这些参数中的哪一个是要在我的作业配置中设置的 right ,以强制映射器和缩减器具有使我的用户定义的类路径 hadoop_classpath 在hadoop默认依赖jar之前的jar吗?

顺便说一句,这与这个问题有关:
Dynamodb requestHandler接受,我最近发现是由于jar冲突。因此,假设你使用0.20.203,这是在 解决方案 svn.apache.org/viewvc/hadoop/common/tags/release-0.20.203.0/src/mapred/org/apache/hadoop/mapred/TaskRunner.java?view=markuprel =nofollow> TaskRunner.java 代码如下:


  • 您正在寻找的属性在第94行 - mapreduce.user .classpath.first

  • 第214行是调用构建类路径列表的地方,它委托给一个名为 getClassPaths (..)
  • 第524行定义了
  • getClassPaths(),您应该能够请参阅配置属性用于决定您的作业+ dist缓存库,还是hadoop库首先在类路径中进行



对于其他版本的hadoop,你最好检查TaskRunner.java类以确认配置属性的名称,当所有这些都是semi隐藏配置

  static final String MAPREDUCE_USER_CLASSPATH_FIRST = 
mapreduce.user.classpath.first ; //半隐藏配置


I've seen many manifestations of ways to use the user class path as precedent to the hadoop one.

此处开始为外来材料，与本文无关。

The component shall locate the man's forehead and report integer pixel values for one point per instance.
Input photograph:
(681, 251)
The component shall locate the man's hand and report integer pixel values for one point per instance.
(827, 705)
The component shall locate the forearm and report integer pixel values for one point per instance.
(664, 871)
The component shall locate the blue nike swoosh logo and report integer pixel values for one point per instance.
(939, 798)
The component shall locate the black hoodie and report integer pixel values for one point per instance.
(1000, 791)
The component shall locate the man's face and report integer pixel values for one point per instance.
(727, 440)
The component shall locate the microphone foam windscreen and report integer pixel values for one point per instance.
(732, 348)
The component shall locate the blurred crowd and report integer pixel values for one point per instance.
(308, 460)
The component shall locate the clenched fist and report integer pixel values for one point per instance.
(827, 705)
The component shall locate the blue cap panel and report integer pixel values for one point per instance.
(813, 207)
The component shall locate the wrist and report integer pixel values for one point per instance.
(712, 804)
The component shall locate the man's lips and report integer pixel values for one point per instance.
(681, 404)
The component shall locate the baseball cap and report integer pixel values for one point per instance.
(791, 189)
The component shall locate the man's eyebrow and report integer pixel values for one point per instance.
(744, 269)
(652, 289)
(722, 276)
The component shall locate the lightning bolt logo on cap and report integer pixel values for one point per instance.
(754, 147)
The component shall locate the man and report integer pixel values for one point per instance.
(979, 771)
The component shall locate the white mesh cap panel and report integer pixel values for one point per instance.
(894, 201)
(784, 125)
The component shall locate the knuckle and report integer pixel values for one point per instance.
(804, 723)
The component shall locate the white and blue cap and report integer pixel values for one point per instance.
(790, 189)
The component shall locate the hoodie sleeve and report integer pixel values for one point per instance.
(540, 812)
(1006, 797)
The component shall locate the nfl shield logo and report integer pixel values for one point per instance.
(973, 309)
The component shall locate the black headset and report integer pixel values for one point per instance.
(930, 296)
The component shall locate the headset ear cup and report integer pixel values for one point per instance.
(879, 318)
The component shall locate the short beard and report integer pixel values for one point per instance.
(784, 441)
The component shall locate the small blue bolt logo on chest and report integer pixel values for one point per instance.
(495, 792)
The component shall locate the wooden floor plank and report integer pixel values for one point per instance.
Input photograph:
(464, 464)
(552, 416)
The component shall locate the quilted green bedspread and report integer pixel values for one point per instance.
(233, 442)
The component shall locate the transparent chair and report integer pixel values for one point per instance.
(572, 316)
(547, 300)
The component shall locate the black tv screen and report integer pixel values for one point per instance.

Often times this is done if an m/r job needs a specific version of a library that hadoop coincidentally already uses an older version of (for example jackson's json parser or commons http , etc.)

In any case : I've seen :

mapreduce.task.classpath.user.precedence
mapreduce.task.classpath.first
mapreduce.job.user.classpath.first

Which one of these parameters is the right one to set in my job configuration, in order to force mappers and reducers to have a class path which puts my user defined hadoop_classpath jars BEFORE the hadoop default dependency jars ?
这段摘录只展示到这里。